Atopic dermatitis; avoidance; food allergy; peanut
Food allergy is common among children with atopic dermatitis. About one-quarter to one-third of children with atopic dermatitis have immunoglobulin E (IgE)-mediated clinical reactivity to food proteins. (1,2) For comparison, about 5% of infants and young children and 2% of adults in the United States have food allergies. (3) Analysis of 18 population-based studies determined that the rate of food allergy was as much as 6 times higher in children 3 months of age with atopic dermatitis compared with healthy controls (odds ratio, 6-18; 95% confidence interval 2.94-12.98; P<0.001). Some data suggest that food allergy is linked to relatively severe atopic dermatitis. (4)
Conversely, atopic dermatitis is more common in those with food allergy than it is in the general population, with an estimated 35% to 71% of patients with food allergy also having atopic dermatitis. (5)

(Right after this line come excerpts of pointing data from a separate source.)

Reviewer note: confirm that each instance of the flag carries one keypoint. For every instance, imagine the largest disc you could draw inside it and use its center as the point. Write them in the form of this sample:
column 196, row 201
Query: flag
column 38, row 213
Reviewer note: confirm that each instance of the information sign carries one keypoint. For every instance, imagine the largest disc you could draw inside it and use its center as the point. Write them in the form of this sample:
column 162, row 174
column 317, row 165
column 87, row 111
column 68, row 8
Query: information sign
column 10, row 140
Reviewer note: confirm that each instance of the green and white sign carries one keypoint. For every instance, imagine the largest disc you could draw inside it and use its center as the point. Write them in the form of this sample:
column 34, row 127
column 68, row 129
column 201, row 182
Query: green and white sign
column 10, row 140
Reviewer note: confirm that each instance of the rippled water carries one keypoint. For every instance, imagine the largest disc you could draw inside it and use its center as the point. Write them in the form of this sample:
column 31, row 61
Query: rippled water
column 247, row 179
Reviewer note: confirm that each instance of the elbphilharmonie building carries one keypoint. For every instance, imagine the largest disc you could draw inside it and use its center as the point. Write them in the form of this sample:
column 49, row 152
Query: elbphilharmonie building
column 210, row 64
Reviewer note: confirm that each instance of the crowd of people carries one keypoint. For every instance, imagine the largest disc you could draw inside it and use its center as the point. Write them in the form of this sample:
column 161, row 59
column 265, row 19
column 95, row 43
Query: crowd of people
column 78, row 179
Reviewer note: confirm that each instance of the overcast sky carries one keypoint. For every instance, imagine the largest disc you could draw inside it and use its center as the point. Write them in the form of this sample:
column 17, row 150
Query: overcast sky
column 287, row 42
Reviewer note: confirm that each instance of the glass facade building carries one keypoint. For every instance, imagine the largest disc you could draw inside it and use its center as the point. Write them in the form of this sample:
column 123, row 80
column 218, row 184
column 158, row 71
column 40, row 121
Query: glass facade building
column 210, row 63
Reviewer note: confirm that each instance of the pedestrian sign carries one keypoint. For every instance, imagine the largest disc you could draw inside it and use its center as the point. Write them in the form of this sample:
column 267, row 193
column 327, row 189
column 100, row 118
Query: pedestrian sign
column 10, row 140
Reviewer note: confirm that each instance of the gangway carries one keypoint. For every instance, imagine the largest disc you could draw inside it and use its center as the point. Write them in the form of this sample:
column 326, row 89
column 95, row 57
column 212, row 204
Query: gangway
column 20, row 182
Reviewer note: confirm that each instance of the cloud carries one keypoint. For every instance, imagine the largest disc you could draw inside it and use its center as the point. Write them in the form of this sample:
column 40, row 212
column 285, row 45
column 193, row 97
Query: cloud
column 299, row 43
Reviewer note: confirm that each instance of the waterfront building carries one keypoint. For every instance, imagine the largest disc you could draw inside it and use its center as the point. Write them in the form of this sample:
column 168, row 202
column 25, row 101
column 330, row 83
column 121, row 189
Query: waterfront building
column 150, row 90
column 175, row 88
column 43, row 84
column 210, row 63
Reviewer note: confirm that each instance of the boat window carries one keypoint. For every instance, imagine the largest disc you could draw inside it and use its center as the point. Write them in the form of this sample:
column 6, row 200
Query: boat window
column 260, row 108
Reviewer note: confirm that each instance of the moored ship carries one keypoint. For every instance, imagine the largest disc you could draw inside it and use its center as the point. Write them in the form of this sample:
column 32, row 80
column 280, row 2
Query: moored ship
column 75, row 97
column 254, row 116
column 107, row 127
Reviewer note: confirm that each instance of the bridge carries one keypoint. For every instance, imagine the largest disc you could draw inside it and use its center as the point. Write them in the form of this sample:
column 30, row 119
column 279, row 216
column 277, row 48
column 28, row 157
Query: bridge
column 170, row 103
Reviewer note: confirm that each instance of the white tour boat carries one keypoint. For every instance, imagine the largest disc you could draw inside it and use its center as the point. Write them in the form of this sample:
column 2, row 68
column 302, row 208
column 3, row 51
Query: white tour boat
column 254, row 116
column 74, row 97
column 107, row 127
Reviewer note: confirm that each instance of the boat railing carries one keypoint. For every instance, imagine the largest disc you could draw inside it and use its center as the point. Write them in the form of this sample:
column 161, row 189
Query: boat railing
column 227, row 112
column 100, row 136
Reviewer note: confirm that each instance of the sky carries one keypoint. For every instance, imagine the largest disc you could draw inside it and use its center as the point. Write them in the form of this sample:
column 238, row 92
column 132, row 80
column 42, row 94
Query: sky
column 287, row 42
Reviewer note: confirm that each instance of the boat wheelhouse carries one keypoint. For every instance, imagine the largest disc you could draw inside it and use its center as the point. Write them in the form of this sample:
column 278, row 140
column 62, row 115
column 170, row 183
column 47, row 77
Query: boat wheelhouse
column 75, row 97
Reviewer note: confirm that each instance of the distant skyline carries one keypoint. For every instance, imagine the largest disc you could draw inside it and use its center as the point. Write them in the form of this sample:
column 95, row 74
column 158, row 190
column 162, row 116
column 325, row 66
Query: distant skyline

Food allergies may exacerbate atopic dermatitis through immune cell activation or by increasing pruritus but the two conditions also may simply coexist in the same patient. More commonly seen skin reactions with food allergy include urticaria (hives), facial swelling, and flushing (Table). Food allergy also may manifest in ways other than on the skin (eg, gastrointestinal symptoms). (5,6)
Pitfalls in Diagnosis of Food Allergy
Medical history and self-report are insufficient to make a diagnosis of food allergy, as 50% to 90% of self-reported allergic symptoms are not confirmed on testing. (5) The presence of IgE antibodies to a specific food also does not equate to allergy; rather, a clinical reaction to that food must occur. IgE reactivity does not correlate well to clinical allergic response. A population-based study of 562 children in Denmark identified food allergy in ~3.6%, but in 80% of cases (16/20), children actually tolerated food to which they had elevated IgE levels. (7) Specific IgE levels also are not clinically useful for predicting the later development of food allergies by infants and toddlers. (8)
Skin prick testing (SPT) for food allergy has a high negative predictive value but a low positive predictive value. Larger wheals are more predictive of clinically significant food allergies, but SPT is often insufficient for diagnosis. (5) Oral food challenges should be performed to confirm a true allergy. (5,7)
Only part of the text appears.